De Zuivelfabriek Colmschate

De Zuivelfabriek Colmschate

Het begin van de Zuivelfabriek

"Atelier" bij huize de Achterhoek te Colmschate. Hier werd in 1905 de eerste "zuivelfabriek" (op handkracht) gesticht
Atelier bij huize de Achterhoek te Colmschate. Hier werd in 1905 de eerste zuivelfabriek (op handkracht) gesticht door de eigenaar B.W. van Welderen Baron Rengers.

De melkfabriek in Colmschate heeft een geschiedenis die teruggaat tot aan de industriële revolutie in de tweede helft van de negentiende eeuw. Tot in de tweede helft van de negentiende eeuw werden melkproducten als boter en kaas vrijwel alleen op de boerderij gemaakt. De daarvoor benodigde room kwam van nature bovendrijven in de platte houten, later koperen bakken en het afgeschepte melkvet werd vervolgens gekarnd, waardoor het indikt: een zwaar en tijdrovend karwei.

Rond 1890, werden ten westen van De Achterhoek gelegen gronden verkocht, ten behoeve van de aanleg van de spoorweg van de Lokaal Spoorwegmaatschappij. Er werden ook enkele percelen verkaveld voor woningbouw en een zuivelfabriek.

In eerste instantie was de Zuivelfabriek ondergebracht in het ‘atelier/tuinmanswoning’ van L.L. Kleyn van Brandes op de buitenplaats De Achterhoek. In 1905 verhuisde het naar de Stationsweg. De Zuivelfabriek Colmschate maakte boter en consumptie melkproducten.
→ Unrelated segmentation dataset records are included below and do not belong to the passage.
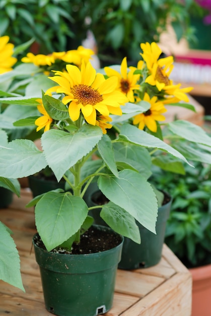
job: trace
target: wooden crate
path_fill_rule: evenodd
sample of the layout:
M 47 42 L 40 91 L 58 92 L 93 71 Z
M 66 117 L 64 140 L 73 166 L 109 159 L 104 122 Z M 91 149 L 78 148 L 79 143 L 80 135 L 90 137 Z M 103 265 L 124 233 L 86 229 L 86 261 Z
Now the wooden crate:
M 0 315 L 50 316 L 45 308 L 39 270 L 32 247 L 36 232 L 34 208 L 25 205 L 31 199 L 29 189 L 21 198 L 14 196 L 0 220 L 13 231 L 21 257 L 24 293 L 0 281 Z M 112 308 L 105 316 L 189 316 L 192 279 L 188 270 L 164 245 L 160 262 L 132 271 L 118 270 Z M 71 315 L 70 315 L 71 316 Z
In de volksmond heette de Zuivelfabriek ook wel ‘de oude melkfabriek’.

Nadruk op machinale verwerking

De melkontvangst bij de Zuivelfabriek Colmschate
1930: melkbussen bij de Zuivelfabriek

Bij de machinale verwerking van de zuivel in onder meer Denemarken, Engeland, Frankrijk en Amerika werd daarentegen juist veel aandacht besteed aan de hygiëne bij het verwerkingsproces. Daarbij maakten de ontwikkeling van de centrifuge en mechanische ontromer het mogelijk om grote hoeveelheden boter van een constante kwaliteit te bereiden. Een keerpunt was de komst van de melkcentrifuge in 1859. Omdat nu grote hoeveelheden room konden worden geproduceerd, bespoedigde dit de mechanisatie en de stichting van zuivelfabrieken. Door bovengenoemde ontwikkelingen werd in de omgeving van Deventer tussen 1890 en 1920 in vrijwel iedere plaats een zuivelfabriek opgericht. In het begin particuliere, maar al snel vooral coöperatieve bedrijven, omdat de boeren bij deze beheersvorm zelf betrokken bleven, het risico van mislukken gering was en zij iets terugzagen van de meeropbrengst. In 1905 resulteerde deze trend in de bouw van de Coöperatieve Zuivelfabriek “de Weteringen” in Colmschate.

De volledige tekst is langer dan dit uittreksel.